Two-tailed tests with known mean and standard deviation also use the
z-score statistic. In such cases, the z-score can be used in conjunction with the normal
distribution, provided that the population’s standard deviation is known.
Example: The mean weight of fresh recruits into the army was reported
to be 65.8 kg last year. This year, a sample of 200 recruits was taken, and the mean weight was
found to be 66.2 kg. Assuming the population standard deviation is 3.2 kg, at 0.05
significance level, can we conclude that the mean weight has changed since last year?

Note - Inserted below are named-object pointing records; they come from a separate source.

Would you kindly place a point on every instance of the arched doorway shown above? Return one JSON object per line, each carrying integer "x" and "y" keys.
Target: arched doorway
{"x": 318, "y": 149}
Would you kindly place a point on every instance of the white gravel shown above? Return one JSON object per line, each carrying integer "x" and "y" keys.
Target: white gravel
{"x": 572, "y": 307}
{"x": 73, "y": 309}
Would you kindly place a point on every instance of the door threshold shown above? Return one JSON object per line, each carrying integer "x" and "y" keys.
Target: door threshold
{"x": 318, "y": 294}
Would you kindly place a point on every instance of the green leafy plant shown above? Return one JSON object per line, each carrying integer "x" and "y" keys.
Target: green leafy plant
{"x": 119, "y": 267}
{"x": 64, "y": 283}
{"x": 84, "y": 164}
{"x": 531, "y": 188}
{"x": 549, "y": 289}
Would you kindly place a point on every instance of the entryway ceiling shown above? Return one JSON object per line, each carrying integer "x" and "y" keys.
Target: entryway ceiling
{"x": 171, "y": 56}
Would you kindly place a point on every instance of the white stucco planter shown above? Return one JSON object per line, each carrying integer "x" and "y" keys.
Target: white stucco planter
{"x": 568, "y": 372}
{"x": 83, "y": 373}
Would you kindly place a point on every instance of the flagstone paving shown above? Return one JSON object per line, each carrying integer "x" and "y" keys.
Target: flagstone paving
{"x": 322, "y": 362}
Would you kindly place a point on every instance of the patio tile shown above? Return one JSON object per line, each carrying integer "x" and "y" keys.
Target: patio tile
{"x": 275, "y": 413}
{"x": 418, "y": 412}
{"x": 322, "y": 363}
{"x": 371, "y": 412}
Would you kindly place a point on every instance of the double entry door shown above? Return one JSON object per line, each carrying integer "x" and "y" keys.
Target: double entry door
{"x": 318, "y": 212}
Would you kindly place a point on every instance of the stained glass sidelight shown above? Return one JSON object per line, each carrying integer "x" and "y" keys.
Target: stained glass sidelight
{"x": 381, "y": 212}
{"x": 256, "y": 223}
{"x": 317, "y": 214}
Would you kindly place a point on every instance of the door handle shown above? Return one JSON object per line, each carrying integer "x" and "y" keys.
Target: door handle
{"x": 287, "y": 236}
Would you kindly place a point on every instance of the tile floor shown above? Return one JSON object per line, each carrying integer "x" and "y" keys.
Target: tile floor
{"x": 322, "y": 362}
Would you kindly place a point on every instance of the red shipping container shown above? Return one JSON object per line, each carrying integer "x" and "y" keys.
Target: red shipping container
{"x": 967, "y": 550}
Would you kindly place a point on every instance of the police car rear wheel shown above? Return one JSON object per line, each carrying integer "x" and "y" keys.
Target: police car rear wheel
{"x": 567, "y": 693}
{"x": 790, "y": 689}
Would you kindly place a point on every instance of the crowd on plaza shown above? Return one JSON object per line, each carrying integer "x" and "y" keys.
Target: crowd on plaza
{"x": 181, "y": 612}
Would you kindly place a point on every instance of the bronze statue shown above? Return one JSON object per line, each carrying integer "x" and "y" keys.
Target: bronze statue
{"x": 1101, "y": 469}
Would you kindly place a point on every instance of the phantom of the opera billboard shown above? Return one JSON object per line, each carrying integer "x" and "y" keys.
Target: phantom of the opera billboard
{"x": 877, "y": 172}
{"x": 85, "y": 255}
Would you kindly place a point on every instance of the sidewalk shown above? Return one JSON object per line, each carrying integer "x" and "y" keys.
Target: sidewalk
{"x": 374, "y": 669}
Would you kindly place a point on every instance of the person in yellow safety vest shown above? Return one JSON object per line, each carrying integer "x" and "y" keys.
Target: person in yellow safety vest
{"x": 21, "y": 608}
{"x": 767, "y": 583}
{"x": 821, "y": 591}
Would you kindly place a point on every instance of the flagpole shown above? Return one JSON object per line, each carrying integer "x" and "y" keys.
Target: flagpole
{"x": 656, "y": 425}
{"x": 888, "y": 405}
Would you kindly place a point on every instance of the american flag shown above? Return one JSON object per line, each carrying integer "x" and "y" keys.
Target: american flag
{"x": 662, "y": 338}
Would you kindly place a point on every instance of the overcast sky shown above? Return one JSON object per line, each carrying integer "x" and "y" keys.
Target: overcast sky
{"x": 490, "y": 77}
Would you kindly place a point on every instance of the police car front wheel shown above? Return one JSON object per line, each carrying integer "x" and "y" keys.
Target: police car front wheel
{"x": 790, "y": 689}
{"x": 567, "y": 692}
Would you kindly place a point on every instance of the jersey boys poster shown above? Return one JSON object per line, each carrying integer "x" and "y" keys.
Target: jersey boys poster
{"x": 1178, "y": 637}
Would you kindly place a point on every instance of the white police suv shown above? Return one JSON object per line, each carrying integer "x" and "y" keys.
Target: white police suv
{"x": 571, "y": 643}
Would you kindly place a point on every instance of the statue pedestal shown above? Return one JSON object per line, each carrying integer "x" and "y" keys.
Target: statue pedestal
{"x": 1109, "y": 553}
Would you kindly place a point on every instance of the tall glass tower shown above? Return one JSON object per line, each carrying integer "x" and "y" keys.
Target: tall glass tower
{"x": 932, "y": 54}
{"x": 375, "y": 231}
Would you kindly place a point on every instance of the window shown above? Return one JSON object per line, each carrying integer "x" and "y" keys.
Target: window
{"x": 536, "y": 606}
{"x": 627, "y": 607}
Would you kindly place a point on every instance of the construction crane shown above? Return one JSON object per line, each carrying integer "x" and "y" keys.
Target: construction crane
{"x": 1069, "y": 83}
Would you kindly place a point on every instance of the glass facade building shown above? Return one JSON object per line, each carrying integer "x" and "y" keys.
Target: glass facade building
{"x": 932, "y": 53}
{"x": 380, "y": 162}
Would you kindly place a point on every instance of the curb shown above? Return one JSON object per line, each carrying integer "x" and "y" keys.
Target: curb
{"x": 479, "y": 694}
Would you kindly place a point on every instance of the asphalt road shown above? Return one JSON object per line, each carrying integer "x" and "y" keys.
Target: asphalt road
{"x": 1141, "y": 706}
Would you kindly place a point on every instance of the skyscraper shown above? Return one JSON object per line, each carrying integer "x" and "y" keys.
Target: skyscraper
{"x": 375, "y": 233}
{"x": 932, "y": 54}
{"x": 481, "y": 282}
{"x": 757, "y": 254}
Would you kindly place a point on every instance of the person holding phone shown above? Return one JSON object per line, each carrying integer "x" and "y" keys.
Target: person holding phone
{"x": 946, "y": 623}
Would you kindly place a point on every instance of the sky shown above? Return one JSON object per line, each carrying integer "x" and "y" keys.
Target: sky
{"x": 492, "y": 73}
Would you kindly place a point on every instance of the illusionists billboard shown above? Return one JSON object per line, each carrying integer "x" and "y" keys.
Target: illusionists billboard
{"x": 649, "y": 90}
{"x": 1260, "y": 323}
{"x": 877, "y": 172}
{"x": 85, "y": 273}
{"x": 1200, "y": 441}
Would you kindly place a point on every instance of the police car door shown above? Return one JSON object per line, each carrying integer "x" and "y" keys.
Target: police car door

Exhibit 34.22 If the actual mean was 65.8 kg, there is a 7.7% probability that the sampled recruits would
weigh ≥ 66.2 kg or ≤ 65.4 kg.
H0: μ=65.8
HA: μ≠65.8
α = 5%
$$ z = \frac{\bar x-μ}{s/\sqrt n} = \frac{66.2-65.8}{3.2/14.14} = 1.77 $$
p-value = 0.077 > α = 0.05
The p-value of 0.077 (7.7%), obtained from normal distribution (Exhibit 34.22) for z = 1.77, is not significant for
the given level of 5%.
If the actual mean was 65.8 kg, there is a 7.7% probability that the sampled recruits would weigh ≥ 66.2 kg
or ≤ 65.4 kg. Since this probability is higher than the significance level of 5%, the null hypothesis is not rejected. We cannot
conclude with 95% certainty that the new recruits differ in weight from those recruited last year.